Four years ago today, there was a mass shooting at the American Civic Association building at the edge of downtown Binghamton. An immigrant who had lost his job and had other issues entered an adult education classroom at a non profit organization whose mission was to help recent immigrants and gunned down 13 people before killing himself. At the time it was one of the top 10 mass shootings in the United States. (Apparently, it still is.)
The dead were from all over the world - symbolizing....something, I guess, I really don't know what. They came to Binghamton, New York to find opportunity and instead they found death.
A week later, I started my blog and my first post was an account of what I experienced that day.
CNN and major news networks came that afternoon. We, stunned, had our 15 minutes of fame. Then the media moved on and left us to mourn our dead.
I think we rank #8 in the list of U.S. deadliest shootings now - ranks, like this was a sports competition.
The family of the gunman, who lived perhaps a couple of miles from my home, moved from the area several months later.
The store where the murder weapon was purchased (also a couple of miles from my home) flooded in September of 2011 and will not reopen.
Today, the gathering was small, friends, family and others who were in the building that day. The families have moved on, too. Two children who were orphaned that day were taken in by relatives and are growing up.
A monument, featuring 13 soaring birds 14 feet above a busy street, is near completion. Our spirits are meant to soar with them, hopeful that good has come out of that day in 2009.

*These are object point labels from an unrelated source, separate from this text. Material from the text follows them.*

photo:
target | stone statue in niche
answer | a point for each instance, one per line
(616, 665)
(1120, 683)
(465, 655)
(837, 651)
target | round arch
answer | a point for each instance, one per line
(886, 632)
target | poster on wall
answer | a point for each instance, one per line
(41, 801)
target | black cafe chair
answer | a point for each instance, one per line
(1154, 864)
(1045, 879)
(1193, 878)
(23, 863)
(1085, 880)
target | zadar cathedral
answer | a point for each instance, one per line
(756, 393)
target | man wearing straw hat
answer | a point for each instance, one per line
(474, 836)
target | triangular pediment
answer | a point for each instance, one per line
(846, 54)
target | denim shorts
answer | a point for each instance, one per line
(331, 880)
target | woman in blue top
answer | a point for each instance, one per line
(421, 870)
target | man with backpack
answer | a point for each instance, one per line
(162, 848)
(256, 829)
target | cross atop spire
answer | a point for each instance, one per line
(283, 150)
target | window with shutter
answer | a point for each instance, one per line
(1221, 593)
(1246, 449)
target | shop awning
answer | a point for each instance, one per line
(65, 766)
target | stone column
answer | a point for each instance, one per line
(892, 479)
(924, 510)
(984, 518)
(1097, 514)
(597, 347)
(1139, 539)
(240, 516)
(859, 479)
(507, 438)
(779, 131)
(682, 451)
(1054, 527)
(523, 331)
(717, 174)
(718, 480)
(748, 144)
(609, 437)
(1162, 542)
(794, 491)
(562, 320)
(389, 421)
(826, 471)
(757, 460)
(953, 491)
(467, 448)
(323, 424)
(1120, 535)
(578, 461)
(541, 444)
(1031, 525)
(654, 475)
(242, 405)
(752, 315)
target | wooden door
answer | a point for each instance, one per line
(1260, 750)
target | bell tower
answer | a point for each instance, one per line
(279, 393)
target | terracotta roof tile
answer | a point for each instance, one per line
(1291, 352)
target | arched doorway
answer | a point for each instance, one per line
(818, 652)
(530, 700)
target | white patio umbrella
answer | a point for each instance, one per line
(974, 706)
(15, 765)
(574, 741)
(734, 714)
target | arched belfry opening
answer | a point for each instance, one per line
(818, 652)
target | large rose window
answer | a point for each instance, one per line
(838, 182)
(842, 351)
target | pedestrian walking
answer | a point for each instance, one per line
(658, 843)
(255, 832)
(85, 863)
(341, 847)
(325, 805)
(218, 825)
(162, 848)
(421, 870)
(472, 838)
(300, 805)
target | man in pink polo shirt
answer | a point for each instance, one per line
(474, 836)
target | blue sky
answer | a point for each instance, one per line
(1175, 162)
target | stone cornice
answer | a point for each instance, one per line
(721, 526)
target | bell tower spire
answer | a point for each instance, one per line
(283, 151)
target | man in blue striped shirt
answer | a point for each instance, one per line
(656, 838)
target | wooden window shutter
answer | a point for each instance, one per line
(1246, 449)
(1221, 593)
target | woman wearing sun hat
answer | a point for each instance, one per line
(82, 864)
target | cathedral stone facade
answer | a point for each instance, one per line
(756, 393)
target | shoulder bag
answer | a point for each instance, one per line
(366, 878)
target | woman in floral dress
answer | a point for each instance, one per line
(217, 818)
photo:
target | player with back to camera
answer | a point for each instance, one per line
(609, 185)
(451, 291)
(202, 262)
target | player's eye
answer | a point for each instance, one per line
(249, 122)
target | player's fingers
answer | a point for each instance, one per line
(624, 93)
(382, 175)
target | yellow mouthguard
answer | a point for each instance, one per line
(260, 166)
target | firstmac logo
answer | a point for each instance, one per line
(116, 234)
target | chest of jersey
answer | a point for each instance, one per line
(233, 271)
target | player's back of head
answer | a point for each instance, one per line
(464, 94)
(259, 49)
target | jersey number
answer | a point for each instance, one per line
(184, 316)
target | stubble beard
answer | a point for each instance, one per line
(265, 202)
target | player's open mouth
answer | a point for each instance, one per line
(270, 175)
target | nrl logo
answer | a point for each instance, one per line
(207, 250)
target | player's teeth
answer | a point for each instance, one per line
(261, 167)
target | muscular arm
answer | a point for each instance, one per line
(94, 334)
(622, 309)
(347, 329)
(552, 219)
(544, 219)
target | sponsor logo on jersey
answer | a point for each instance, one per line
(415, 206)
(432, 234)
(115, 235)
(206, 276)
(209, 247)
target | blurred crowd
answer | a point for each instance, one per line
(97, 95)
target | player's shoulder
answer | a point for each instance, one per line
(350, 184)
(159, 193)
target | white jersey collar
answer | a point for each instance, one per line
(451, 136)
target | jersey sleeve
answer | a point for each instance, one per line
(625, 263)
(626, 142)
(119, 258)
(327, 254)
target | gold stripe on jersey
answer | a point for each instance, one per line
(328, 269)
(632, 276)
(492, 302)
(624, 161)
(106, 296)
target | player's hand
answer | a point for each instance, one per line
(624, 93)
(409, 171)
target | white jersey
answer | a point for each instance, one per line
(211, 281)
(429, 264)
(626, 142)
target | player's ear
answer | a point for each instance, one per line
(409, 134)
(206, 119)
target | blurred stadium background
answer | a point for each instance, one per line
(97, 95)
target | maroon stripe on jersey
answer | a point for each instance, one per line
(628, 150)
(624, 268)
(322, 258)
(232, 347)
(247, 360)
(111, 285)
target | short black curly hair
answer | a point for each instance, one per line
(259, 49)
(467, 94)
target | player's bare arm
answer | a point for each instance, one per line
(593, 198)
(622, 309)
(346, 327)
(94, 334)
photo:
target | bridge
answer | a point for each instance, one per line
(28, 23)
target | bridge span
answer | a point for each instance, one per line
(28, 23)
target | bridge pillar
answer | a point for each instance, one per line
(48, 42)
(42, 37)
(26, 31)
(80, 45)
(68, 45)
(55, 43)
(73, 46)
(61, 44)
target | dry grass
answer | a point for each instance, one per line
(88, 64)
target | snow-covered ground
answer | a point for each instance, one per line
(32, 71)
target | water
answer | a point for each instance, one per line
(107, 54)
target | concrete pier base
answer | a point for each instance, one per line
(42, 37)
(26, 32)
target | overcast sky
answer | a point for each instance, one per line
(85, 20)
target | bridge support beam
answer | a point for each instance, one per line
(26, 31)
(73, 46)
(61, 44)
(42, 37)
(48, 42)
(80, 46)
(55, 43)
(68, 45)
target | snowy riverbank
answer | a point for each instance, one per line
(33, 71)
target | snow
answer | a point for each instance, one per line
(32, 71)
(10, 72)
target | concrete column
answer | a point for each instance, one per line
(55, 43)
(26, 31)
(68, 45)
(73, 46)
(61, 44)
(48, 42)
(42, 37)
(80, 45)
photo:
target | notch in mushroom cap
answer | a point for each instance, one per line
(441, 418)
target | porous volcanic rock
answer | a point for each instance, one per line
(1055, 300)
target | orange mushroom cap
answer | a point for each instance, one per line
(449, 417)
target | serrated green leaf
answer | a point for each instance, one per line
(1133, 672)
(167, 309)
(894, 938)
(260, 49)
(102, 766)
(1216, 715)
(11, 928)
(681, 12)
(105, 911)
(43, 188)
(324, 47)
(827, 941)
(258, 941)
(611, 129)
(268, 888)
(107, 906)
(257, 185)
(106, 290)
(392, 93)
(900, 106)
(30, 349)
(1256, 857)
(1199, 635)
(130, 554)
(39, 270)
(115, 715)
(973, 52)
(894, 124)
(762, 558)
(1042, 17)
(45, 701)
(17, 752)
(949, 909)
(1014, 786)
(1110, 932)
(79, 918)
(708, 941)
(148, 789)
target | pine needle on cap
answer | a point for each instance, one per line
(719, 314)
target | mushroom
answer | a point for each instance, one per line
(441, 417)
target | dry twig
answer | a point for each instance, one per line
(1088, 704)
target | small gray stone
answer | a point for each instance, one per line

But, since then....too many innocents shot in too many incidents. The names can roll off our tongues: Newtown. Tuscon. Aurora. Fort Hood. How many more place names will join this elite list, already occupied by places such as Virginia Tech? And how many people dead since that day, in places all over the world? Syria? Afghanistan? The Middle East? Africa? Other places that don't get into the American media?
I don't have a point to make, commemorating this day. Except that, perhaps we need to think about human nature and what makes us want to destroy our fellow humans. Will we ever be able to conquer it?
Will we end up destroying ourselves before we do?